Twitter Switches Off SMS Services for Security Reasons
April 30, 2020 Share

Twitter Switches Off SMS Services for Security Reasons

Twitter has announced it is to switch off its SMS-based service in most countries for security reasons, marking the end of an era for the social network.

When it was first launched, the service was specifically built around SMS, with users texting their tweets, hence the 140-character limit. Things soon moved on as smartphones became near-ubiquitous and account holders switched to the more user-friendly app.

However, in an update this week, the firm said: “We want to continue to help keep your account safe. We’ve seen vulnerabilities with SMS, so we’ve turned off our Twitter via SMS service, except for a few countries.”

It’s unclear exactly what these vulnerabilities are, although Twitter previously switched off the ability to tweet via text after hackers hijacked the account of co-founder and CEO, Jack Dorsey.

On that occasion they managed to get hold of his phone number via a classic SIM-swap attack and used the feature to send out tweets in his name.

Twitter is not turning off SMS for two-factor authentication, although text-based authentication codes have been abused multiple times in the past by SIM-swap attackers.

“Everyone will still have access to important SMS messages needed to log in to and manage their accounts,” the firm said.

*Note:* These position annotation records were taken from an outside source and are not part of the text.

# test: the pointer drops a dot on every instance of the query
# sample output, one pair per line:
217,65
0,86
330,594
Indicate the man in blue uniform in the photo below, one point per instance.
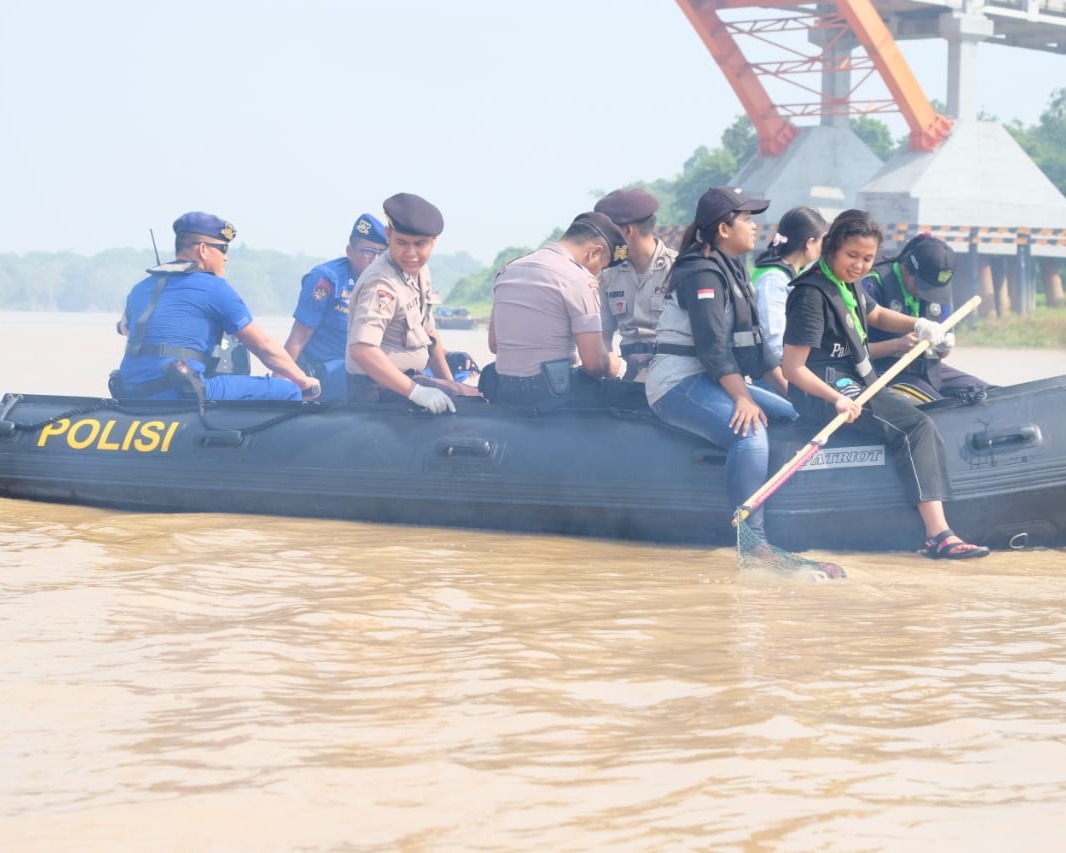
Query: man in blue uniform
918,283
177,316
319,335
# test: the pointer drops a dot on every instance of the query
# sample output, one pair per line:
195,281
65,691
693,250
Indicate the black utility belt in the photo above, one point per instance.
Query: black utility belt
629,350
166,351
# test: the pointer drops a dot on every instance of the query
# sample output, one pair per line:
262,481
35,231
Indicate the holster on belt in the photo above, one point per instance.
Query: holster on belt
556,375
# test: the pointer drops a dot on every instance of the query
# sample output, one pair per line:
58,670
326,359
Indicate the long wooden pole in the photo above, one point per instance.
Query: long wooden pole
807,452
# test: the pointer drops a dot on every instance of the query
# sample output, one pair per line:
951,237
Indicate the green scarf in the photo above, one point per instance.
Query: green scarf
850,302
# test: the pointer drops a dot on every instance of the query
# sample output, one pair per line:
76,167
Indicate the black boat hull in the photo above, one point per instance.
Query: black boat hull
594,472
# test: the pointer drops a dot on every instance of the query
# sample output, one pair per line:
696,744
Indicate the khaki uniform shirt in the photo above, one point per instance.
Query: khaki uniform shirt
632,302
539,302
392,310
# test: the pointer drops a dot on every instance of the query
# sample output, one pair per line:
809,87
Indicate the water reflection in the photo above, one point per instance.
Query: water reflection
237,682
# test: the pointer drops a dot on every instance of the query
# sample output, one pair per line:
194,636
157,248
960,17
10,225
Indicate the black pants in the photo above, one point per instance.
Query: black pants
908,432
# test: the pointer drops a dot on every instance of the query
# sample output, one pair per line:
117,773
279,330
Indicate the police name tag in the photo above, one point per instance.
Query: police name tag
863,456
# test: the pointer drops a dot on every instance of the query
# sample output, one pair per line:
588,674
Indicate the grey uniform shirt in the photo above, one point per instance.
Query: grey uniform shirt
539,302
632,302
392,310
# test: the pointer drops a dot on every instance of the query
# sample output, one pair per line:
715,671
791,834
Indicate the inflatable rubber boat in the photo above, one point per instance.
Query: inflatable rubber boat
594,472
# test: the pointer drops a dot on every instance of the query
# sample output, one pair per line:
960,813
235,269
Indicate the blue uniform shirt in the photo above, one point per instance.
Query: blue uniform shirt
323,306
193,310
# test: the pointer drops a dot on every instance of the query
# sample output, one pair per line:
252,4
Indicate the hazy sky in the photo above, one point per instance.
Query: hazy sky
289,118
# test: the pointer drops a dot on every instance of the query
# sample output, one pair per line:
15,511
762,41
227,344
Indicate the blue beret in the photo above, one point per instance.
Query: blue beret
627,206
720,202
412,214
206,224
368,227
611,234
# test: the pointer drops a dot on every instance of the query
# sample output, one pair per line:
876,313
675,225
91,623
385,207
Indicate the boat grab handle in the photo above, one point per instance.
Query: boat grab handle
1028,434
222,438
465,447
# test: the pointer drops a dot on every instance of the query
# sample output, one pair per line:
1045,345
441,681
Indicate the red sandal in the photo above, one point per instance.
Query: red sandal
938,548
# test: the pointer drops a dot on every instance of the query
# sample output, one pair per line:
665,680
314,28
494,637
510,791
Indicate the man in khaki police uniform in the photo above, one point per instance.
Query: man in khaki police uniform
546,318
632,293
391,335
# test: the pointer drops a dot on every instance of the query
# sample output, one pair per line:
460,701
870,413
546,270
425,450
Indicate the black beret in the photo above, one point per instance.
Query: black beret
720,202
412,214
933,264
627,206
610,232
205,224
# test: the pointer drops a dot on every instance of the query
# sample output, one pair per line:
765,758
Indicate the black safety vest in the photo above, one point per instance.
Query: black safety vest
891,289
163,273
747,339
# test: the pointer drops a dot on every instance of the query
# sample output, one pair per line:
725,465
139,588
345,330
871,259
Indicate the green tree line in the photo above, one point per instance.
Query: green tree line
67,282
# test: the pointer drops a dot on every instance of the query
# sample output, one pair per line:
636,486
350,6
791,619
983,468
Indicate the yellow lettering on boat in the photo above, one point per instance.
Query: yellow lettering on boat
170,435
130,432
57,428
92,434
149,436
81,444
105,444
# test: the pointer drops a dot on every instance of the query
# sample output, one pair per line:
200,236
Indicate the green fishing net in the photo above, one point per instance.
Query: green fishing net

Twitter sought to tackle this problem in November last year when it allowed users to enroll in 2FA without a linked phone number, meaning they can choose any 2FA system that supports the FIDO2 WebAuthn protocol.

In February this year, the social network was forced to act to fix an API bug that was being abused by state actors to unmask individual users around the world.

The decision to abandon SMS-based tweets has been met with some resistance, as users took to the site to complain that the service is useful in situations such as power outages when internet connectivity goes down.